Overview of the Executive Order

On August 9, 2023, President Biden issued an Executive Order ("EO") outlining plans to limit direct U.S. investment in certain Chinese entities that develop semiconductors and other microelectronics, quantum computers, and artificial intelligence. The EO aims to restrict China's ability to develop advanced technologies by targeting certain outbound U.S. investments that, according to government reviews, could enhance the development of critical technologies with military, intelligence, and surveillance applications. Although there are no new restrictions imposed by this EO that have immediate effect and implementing regulations are forthcoming, the EO will add to the compliance challenges that U.S. companies must prepare for and navigate when investing in China. In particular, U.S. technology companies looking to invest in China (including Hong Kong and Macau) through joint ventures, private equity funds, and venture capital firms are likely to face added complexity.

The EO contemplates two different approaches to covered transactions: a narrow set of transactions will be prohibited when the new restrictions are implemented and a broader set of transactions will require that notification be provided to the U.S. government. It is anticipated that "covered transactions" will extend to acquisitions of equity interests, such as mergers and private equity or venture capital investments, greenfield investments, joint ventures, and some convertible debt financings, and that the restrictions will apply broadly to U.S. companies and their foreign branches. Depending upon the final formulation of the implementing regulations, which are likely to be shaped in some measure by public comments expected to be received by the U.S. Department of the Treasury, there are likely to be a number of transaction types that will be carved out of the restrictions, such as passive investments by a limited partner, in an amount below a to-be-determined threshold, in a fund that invests in a Chinese entity that is covered by the regulations.

There are several variables that will need to be fleshed out in forthcoming rulemaking and regulation that will affect how this EO impacts the compliance landscape for U.S. companies. For example, the definition of "Artificial Intelligence" articulated by the implementing regulations likely will have a significant impact on the scope of covered transactions and may leave ongoing uncertainty as to the bounds of the restrictions. Additionally, multinational support will be needed for the EO to fully achieve its national security aims, and the Biden administration is likely to urge U.S. allies to implement similar restrictions.

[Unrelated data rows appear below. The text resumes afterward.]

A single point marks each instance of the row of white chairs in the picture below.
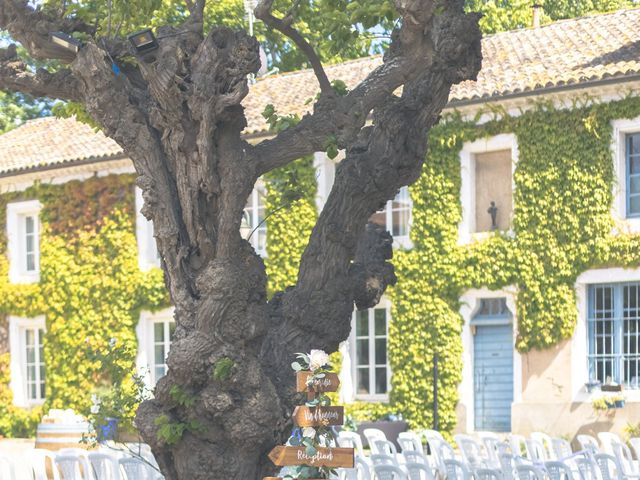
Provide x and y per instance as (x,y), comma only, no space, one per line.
(490,458)
(79,464)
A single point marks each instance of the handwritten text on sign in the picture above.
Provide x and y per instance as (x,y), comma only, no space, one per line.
(329,383)
(318,416)
(324,457)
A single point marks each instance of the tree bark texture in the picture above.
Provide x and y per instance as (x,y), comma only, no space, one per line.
(177,113)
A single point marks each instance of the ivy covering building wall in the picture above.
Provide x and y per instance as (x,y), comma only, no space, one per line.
(91,289)
(562,226)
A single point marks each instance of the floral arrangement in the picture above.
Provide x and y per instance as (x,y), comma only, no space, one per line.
(316,362)
(607,402)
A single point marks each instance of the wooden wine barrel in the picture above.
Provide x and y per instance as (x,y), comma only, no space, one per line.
(55,436)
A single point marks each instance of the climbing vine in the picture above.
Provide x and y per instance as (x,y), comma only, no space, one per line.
(91,289)
(562,226)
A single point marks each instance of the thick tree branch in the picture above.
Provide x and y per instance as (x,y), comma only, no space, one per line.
(32,28)
(15,76)
(411,52)
(384,157)
(263,12)
(343,117)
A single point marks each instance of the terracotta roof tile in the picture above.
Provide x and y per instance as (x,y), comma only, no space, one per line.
(562,53)
(49,141)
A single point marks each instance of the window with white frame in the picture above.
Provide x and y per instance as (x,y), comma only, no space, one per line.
(254,226)
(155,333)
(27,360)
(396,217)
(632,154)
(371,372)
(148,255)
(614,333)
(163,330)
(626,150)
(23,229)
(486,188)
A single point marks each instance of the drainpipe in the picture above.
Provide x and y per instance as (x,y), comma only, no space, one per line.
(537,14)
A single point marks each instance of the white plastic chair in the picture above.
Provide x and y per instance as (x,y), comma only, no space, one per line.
(558,470)
(547,443)
(607,439)
(492,445)
(411,456)
(388,472)
(383,446)
(418,471)
(628,468)
(371,434)
(487,474)
(529,472)
(608,466)
(536,450)
(561,448)
(410,441)
(134,469)
(38,460)
(70,467)
(104,466)
(441,451)
(635,444)
(471,451)
(456,470)
(359,472)
(587,468)
(519,446)
(83,456)
(507,466)
(7,469)
(587,442)
(351,440)
(383,459)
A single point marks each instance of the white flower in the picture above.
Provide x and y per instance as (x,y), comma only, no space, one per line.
(95,407)
(317,359)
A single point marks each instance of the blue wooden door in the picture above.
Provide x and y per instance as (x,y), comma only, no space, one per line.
(493,377)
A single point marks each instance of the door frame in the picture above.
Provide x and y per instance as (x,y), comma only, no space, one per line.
(470,302)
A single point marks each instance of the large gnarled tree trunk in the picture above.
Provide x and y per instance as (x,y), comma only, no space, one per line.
(177,113)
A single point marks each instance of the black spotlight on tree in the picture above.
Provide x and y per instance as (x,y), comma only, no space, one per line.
(143,41)
(65,41)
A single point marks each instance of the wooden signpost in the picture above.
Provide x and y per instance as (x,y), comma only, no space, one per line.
(303,416)
(325,457)
(318,416)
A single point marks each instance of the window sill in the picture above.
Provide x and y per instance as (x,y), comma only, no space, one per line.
(626,226)
(402,243)
(24,278)
(373,398)
(631,396)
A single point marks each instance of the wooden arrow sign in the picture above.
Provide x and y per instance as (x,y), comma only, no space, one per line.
(325,457)
(318,416)
(329,383)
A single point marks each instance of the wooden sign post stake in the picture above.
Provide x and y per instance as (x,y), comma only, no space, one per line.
(320,416)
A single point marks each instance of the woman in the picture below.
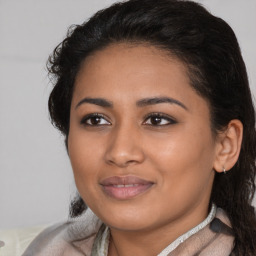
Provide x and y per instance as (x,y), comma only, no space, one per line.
(154,103)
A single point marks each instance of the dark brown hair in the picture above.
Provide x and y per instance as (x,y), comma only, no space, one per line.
(208,47)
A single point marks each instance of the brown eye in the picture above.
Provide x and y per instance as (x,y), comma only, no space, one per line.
(94,120)
(159,120)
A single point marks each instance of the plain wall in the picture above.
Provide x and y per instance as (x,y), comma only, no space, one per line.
(36,182)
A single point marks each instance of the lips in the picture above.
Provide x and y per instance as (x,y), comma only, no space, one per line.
(125,187)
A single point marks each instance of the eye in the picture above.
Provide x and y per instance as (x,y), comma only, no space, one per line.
(159,119)
(95,120)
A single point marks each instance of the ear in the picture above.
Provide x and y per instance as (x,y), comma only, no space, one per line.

The EO follows the release of a communiqué issued by the G7 countries on May 20, 2023 in which the members recognized, with respect to China, "the necessity of protecting certain advanced technologies that could be used to threaten our national security." Similarly, on May 31, the U.S. and EU issued a joint statement signaling a common interest in controlling certain outbound investments in sensitive technologies, in light of international peace and security concerns. Any such complementing restrictions by U.S. allies are likely to further complicate the compliance landscape for investment funds with affiliates outside the U.S.

Preparing for the New Regulations

In preparation for the new regulations, companies with current and/or planned exposure to China should consider reviewing their investment portfolios and pipelines to identify any investments that may fall within the scope of the technical areas targeted by the EO, so that the new regulations can factor into investment decisions. Furthermore, as mentioned above, the U.S. Department of the Treasury is seeking public comment as part of its rulemaking process and has outlined 83 specific questions on which it is seeking input. Companies that may be impacted by the regulations should consider commenting in an effort to shape the contours of the forthcoming regulations.